Gov. Phil Scott’s budget address promised a balanced General Fund budget lower than last year’s. It reiterated his opposition to any new taxes and fees, and pledged to make the required annual required contributions to keep the two state retirement funds from slipping even further away from long-term solvency. Those features deservedly won applause.
When it came to education financing, however, the governor proposed what he called “incredibly strong measures” that vaulted him well into high-risk territory.
Scott says that the state must mandate “transformative changes” to “stabilize and control local school spending”. Before looking at the specifics, it’s worthwhile to recall what previous governors have done about this. (The quotes are from my commentaries at the time.)
In 1996, just before the enactment of Act 60, I wrote “A key feature [of Gov. Dean’s] property tax solution is putting the state in charge of local education costs which are ‘out of control’. … Montpelier will impose mandates and penalties to control local school spending. If a town spends ‘too much’ on its schools, it will face what amounts to a state tax on its excess educational spending.”
Shortly after that the Supreme Court issued its Brigham decision. The legislature and Dean quickly enacted Act 60, still the basic education finance law. At that time, I wrote “What legislators have not yet grasped is that by centralizing education finance through the state, and putting the state in charge of cost containment, they are well on the way to creating One Big School System. They are now trying to make that system more efficient through local district consolidations, spending caps, system-wide teacher contracts, joint purchasing, combined facilities usage – all the techniques that people in charge of any big system employ to squeeze out inefficiencies and reduce costs.” Sound familiar?
Fast forward to 2003. “Whatever ‘cost containment’ scheme is eventually adopted, [Gov. Douglas’s] ‘Act 60 reform’ will mark an important milestone. Never in the history of the state has the state imposed a penalty on a local government for spending too much money. This bill makes it crystal clear that local control over education spending, and thus over public education itself, is well on the way out. Indeed, the bill candidly amends the present chapter title ‘State and Local Funding of Public Education’ by deleting the words ‘and Local’”.

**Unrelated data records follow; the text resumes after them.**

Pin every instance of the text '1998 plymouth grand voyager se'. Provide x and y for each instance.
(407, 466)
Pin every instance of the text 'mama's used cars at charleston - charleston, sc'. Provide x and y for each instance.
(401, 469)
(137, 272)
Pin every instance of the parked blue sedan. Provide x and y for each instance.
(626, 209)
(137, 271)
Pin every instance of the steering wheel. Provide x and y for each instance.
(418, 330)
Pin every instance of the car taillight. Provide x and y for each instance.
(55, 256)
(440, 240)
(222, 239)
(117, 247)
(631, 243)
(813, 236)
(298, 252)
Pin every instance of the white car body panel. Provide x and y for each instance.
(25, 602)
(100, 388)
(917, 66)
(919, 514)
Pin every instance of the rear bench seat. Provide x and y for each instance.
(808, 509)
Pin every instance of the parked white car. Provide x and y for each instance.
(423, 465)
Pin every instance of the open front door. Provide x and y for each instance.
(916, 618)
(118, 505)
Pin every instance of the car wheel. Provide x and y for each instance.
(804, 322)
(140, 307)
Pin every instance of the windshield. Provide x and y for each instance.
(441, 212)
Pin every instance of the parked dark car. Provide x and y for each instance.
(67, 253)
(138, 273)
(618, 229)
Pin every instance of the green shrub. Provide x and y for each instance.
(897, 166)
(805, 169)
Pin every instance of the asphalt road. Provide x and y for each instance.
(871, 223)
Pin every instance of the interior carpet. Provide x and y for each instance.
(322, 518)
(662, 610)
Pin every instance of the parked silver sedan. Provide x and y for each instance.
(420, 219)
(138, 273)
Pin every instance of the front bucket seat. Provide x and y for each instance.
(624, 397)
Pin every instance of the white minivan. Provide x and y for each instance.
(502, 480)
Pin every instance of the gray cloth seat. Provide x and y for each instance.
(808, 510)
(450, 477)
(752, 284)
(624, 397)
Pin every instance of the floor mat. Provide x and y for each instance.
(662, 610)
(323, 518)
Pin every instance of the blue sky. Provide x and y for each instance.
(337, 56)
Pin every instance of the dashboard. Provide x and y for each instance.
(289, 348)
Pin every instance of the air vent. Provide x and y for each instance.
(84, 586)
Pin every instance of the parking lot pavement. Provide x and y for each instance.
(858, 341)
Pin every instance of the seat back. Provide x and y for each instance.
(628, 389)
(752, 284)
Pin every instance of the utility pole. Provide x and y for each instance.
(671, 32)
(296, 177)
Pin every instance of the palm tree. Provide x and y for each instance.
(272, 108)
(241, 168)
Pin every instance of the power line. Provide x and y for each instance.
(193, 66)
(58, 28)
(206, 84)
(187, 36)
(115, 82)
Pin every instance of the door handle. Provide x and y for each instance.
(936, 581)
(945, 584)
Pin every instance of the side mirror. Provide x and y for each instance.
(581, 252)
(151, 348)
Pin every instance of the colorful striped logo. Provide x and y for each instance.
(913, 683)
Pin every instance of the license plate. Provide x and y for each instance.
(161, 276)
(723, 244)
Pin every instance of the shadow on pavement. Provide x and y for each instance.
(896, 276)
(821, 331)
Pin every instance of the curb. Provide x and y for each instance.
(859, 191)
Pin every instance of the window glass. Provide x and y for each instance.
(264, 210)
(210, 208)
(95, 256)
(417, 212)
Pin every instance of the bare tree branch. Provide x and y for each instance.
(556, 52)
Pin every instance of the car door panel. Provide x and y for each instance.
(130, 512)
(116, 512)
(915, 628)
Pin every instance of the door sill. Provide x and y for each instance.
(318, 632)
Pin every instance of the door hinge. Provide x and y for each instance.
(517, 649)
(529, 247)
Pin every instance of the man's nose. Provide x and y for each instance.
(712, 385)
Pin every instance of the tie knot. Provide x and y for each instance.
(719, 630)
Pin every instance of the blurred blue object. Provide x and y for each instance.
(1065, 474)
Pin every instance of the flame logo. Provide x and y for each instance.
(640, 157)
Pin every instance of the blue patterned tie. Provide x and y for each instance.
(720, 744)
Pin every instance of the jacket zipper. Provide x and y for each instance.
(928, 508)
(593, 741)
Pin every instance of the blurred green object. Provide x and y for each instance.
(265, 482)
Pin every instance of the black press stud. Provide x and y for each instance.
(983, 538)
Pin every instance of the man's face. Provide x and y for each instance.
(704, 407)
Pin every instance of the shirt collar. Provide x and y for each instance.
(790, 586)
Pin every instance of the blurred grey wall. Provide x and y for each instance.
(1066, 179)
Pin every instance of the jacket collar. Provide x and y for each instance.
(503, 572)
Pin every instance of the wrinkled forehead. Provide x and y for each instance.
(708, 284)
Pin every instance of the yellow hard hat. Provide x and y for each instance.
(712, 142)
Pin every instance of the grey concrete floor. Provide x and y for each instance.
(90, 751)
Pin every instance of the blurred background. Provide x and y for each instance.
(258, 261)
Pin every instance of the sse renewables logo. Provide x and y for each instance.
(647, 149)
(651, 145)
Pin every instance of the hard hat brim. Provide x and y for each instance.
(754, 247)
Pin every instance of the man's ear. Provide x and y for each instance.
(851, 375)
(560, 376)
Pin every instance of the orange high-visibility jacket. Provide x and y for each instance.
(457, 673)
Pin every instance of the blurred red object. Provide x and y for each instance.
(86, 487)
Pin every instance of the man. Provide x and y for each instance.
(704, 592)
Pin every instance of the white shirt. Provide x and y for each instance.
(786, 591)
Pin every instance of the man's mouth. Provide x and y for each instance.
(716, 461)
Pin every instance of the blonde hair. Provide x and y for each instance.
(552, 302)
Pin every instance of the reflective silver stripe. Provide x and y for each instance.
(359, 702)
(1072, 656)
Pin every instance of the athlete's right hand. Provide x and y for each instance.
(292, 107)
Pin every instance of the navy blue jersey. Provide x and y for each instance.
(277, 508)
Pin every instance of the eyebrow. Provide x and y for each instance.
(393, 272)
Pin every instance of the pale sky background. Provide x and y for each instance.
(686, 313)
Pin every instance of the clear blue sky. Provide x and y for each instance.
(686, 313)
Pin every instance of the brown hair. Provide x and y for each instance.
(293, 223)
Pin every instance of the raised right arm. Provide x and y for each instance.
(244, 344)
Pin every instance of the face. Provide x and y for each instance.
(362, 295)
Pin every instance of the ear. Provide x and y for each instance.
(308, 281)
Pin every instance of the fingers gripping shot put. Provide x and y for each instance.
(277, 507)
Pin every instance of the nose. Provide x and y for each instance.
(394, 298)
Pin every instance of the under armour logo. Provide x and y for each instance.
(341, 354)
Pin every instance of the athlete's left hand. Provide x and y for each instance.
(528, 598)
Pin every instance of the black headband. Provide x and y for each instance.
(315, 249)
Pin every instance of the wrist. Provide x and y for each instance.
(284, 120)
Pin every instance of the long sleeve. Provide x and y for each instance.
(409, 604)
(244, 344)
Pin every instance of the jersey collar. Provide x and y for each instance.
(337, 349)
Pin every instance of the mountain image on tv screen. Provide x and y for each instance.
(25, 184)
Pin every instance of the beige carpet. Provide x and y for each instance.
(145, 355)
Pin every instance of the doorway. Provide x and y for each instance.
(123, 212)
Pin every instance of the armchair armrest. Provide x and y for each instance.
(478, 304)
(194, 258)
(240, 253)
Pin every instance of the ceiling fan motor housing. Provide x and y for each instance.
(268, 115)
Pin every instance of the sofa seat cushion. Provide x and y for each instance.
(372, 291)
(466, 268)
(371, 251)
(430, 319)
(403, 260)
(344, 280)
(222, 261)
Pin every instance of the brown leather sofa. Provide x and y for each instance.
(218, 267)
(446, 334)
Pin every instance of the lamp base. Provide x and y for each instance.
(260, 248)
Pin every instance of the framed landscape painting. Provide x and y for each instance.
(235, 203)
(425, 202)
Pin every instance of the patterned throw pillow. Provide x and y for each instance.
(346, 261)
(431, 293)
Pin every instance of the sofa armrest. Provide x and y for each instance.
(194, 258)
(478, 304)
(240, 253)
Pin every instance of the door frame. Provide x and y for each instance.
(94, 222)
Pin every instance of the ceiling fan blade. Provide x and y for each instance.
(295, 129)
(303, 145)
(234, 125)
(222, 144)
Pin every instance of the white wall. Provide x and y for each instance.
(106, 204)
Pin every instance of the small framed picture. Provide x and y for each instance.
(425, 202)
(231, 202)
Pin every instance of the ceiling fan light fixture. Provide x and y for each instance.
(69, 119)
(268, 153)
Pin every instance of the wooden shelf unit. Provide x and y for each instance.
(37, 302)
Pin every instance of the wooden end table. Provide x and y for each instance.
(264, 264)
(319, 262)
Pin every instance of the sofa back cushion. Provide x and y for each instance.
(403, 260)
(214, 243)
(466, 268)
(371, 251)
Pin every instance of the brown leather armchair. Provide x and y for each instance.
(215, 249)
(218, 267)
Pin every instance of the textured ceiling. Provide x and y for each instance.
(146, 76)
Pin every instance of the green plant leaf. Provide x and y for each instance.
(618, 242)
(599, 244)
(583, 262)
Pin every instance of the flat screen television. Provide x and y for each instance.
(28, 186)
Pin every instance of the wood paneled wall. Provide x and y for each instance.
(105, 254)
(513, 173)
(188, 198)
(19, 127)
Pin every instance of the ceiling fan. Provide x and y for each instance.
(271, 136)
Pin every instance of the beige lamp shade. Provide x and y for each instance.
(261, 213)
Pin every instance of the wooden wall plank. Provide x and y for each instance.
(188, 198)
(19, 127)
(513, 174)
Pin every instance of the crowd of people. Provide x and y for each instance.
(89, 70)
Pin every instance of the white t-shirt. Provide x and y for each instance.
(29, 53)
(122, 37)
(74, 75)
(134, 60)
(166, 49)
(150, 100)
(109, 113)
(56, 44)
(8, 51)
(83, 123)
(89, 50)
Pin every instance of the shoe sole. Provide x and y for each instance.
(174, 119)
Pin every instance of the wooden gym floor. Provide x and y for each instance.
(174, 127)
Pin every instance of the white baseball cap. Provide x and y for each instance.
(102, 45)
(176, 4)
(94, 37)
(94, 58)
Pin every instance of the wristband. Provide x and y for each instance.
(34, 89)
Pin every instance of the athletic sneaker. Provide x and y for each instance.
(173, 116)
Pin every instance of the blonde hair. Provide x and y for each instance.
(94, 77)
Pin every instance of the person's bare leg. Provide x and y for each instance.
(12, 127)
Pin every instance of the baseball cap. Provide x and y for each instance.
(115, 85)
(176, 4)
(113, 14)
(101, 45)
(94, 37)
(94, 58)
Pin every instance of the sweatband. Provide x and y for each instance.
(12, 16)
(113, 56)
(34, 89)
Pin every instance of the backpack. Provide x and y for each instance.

Fast forward to the Shumlin years (2011-16). Of the four recent governors, Shumlin most strongly supported continued local control of education, saying in 2014 that “one of the worst ideas that we can endeavor is telling local communities that we’re gonna take away their power to choose what they’re gonna spend on education on town meeting day. That’s a basic right of Vermonters.”
Shumlin’s remark came in response to a proposal made by then-Lt. Gov. Phil Scott. In October 2014 Scott advocated creating the equivalent of the Green Mountain Care Board “to help rein in school spending costs and control education property taxes.” He said his autonomous board of experts could “control school budgets, adjust property tax rates, and force consolidations.” “At least by implication”, I wrote, “it could take any action it saw fit to flatten out rising public school spending.”
Now, as governor, Scott has proposed a state mandate that school districts level fund the next school year, regardless of what school district voters want and are willing to be taxed for.
Today, local voters can choose to spend over 121% of the state average spending per equalized pupil, at the price of paying a residential property tax rate penalty. Next year, if Scott’s proposal is enacted, they will be forbidden to vote a school budget above what the state mandates.
In 1996, in response to Dean’s proposal (that was not enacted), I wrote: “The ‘solution’ for education costs, and thus property tax relief, will not be found in Montpelier-imposed cost control. It lies in changing the rules of the system to expand competition among providers, local initiative, consumer information and choice, and innovative learning methods ranging from apprenticeship and mentoring to distance learning via Internet.”
“That will result in more satisfied and better educated children, more efficiency in the use of tax dollars, and lower property tax burdens… [The ‘solution’ does not lie in] a Montpelier bureaucracy using an ever-bigger hammer to enforce its budgetary will on an ever more costly government-run school system long overdue for radical change.”
Back then, we badly needed “transformative changes” in education. Now, 21 years later, we still do. Gov. Scott’s proposed change is transformative, all right, but it would lead rapidly to the final destruction of any sort of local control in education.
It would accelerate Vermont’s trend toward having One Big School System. That’s a transformation we don’t need, don’t want, and ultimately can’t afford.
John McClaughry is vice president of the Ethan Allen Institute (www.ethanallen.org).